Following is the version of storm, Kafka and zookeeper we are using.
Strom : apache-storm-0.9.2-incubating
Kafka : kafka_2.8.0-0.8.1.1
Zookeeper : zookeeper-3.4.6
I am facing following issues at spout.
1)The messages gets failed even if the average time taken is less than max.topology.timeout value, also we aren’t getting any exceptions at any of the bolt.
2)A topology is finally emitting to the Kafka producer i.e. some other topic, but the messages are getting duplicated due to replay issues.
3)The consumer group is isn’t working properly for storm Kafka integration.
a.When we give same group id to the Kafka consumer of different topology but still both are reading same messages.
b.If we have 2 different consumer with different consumer group id in different topology it works fine if both topologies are deployed at the same time, but doesn’t if we deploy one of them after some of the message are already loaded in the topic and read by the first topology.

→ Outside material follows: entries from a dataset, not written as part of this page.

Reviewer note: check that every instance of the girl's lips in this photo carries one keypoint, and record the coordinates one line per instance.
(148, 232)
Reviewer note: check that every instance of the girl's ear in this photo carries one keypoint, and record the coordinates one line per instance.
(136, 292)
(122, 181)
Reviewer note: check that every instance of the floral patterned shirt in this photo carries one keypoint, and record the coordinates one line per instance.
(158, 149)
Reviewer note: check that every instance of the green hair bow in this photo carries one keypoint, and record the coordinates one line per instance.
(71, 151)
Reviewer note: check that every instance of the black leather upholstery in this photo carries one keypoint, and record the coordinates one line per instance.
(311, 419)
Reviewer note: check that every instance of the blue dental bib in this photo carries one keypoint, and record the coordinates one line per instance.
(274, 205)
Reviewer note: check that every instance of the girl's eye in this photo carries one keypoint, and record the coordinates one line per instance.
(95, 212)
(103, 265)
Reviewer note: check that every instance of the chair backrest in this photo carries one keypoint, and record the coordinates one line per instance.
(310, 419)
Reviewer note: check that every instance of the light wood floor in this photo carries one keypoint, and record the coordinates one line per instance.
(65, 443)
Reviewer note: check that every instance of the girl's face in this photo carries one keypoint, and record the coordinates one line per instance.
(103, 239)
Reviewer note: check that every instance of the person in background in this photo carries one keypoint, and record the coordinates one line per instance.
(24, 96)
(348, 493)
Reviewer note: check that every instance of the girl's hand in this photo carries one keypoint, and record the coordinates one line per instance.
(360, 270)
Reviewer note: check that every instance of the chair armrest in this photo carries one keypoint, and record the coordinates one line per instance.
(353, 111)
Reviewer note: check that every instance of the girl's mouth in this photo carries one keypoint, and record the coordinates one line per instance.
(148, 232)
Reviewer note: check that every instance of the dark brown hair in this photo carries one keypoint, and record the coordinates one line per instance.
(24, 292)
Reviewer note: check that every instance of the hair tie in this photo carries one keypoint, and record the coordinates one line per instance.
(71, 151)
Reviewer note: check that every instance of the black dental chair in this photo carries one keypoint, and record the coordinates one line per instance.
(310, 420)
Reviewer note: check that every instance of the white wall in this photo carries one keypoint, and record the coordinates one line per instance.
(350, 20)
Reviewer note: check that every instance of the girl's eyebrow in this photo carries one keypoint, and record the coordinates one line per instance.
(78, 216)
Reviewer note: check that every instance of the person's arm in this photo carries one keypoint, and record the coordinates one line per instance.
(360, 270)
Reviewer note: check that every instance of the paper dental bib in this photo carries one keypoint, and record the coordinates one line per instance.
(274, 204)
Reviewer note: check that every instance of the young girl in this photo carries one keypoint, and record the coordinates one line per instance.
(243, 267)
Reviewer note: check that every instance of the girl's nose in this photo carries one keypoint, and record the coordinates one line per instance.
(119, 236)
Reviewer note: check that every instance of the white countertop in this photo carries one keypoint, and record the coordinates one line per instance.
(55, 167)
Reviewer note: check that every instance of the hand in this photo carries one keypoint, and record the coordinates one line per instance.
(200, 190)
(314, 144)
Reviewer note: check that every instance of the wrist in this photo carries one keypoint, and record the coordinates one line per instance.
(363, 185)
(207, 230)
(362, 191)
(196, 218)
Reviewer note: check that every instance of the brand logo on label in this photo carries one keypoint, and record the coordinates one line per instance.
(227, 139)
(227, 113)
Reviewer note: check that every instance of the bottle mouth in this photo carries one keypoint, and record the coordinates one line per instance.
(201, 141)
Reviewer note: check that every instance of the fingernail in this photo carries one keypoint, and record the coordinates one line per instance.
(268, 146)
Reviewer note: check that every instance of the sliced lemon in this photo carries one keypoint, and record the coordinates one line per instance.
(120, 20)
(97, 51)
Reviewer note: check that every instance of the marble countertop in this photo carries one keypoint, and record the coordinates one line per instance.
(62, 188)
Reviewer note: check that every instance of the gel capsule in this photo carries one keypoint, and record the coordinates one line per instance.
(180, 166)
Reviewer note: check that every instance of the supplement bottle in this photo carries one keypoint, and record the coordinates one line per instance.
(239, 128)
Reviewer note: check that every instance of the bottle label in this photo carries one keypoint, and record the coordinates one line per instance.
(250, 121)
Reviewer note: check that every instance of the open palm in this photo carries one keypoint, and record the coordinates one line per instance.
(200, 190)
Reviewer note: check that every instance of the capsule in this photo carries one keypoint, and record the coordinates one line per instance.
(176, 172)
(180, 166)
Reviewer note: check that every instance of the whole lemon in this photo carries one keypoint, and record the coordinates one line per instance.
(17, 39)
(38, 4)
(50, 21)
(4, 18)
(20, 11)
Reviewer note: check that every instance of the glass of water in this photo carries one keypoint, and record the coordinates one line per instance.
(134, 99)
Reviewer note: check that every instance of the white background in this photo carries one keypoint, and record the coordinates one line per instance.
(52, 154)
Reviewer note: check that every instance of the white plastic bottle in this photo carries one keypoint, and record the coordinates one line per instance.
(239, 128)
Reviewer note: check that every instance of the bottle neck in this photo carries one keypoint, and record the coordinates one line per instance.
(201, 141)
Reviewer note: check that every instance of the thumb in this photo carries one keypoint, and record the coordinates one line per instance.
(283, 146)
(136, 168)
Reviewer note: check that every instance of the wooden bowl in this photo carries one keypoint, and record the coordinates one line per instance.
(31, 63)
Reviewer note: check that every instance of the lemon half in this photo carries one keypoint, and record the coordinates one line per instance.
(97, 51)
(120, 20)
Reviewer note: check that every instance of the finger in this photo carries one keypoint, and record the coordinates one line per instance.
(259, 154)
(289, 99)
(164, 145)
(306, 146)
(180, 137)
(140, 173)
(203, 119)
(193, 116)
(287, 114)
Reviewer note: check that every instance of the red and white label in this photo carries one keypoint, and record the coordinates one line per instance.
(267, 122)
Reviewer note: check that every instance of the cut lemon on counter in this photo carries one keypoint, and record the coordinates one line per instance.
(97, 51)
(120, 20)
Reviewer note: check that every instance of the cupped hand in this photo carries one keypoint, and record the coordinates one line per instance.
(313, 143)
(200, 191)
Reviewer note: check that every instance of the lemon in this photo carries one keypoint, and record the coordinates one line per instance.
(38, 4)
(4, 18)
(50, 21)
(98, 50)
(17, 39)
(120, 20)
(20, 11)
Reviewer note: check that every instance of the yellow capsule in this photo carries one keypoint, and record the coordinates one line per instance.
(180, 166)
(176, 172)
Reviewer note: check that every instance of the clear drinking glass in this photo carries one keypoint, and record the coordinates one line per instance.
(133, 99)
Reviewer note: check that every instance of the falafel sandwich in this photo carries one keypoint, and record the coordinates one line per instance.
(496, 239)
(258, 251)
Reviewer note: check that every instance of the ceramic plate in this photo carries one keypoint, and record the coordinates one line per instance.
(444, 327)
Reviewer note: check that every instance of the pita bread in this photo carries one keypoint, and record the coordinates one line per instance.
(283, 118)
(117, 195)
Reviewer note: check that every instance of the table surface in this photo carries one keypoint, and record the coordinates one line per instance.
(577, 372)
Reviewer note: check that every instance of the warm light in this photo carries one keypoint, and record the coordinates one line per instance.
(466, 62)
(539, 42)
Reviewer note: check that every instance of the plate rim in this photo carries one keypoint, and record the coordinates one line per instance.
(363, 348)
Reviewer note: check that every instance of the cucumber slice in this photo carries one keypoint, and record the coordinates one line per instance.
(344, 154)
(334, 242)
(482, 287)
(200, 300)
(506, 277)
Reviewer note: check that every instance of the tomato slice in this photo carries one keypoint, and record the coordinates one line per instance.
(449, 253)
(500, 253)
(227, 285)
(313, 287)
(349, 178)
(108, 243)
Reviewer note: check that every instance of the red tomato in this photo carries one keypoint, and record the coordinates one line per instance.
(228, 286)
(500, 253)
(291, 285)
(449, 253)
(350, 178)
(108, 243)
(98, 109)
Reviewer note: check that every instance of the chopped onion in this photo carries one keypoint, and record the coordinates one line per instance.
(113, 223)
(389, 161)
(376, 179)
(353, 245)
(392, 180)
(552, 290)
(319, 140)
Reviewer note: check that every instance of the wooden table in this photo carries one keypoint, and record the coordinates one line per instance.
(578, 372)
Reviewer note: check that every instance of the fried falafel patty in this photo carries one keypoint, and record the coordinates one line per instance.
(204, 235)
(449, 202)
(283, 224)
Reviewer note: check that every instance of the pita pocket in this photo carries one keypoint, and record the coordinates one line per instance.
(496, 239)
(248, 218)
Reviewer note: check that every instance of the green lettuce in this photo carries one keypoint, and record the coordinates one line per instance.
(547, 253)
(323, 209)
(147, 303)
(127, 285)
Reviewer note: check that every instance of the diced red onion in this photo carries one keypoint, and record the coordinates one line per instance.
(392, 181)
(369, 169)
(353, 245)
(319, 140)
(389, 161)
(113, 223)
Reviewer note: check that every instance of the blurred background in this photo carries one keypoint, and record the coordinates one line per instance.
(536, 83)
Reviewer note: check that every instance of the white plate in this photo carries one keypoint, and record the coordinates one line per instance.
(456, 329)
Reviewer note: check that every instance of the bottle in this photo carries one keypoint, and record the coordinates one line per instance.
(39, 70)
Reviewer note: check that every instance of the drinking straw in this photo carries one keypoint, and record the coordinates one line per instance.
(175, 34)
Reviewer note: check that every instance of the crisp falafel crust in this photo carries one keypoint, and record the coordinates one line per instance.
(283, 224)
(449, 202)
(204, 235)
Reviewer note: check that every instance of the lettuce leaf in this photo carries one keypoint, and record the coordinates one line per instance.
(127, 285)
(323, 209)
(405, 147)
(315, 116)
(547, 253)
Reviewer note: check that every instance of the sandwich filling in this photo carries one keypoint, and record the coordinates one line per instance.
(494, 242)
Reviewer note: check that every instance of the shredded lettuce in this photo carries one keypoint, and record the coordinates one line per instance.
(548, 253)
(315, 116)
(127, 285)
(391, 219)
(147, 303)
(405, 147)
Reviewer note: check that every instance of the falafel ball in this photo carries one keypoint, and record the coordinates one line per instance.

Kindly help me with above points as it is hampering the overall scope of the project and also time lines.
We never ran 0.9.2-incubating in production as it didn't pass our tests. I don't recall what problems we hit. I do know we didn't end up using it.
1. Average time isn't useful in your scenario. Your average can be below your timeout but many tuples can still be taking longer than that timeout. You are dealing with latency to process and that is going to vary widely.
2. You need to work out your issues with #1 above. Then figure out how to make your system work with at-least-once processing. You can't have exactly once processing in a distributed system. You can get usually once but that is the best you can do. Chapter 4 discusses this towards the end. Ideally, you want a system where it doesnt matter for anything other wasted processing if you duplicate a message.
3. That isn't something I'm capable of helping you hammer out via this forum. I'd suggest creating the simplest topology possible and figure out what in your code/configuration is causing the issue.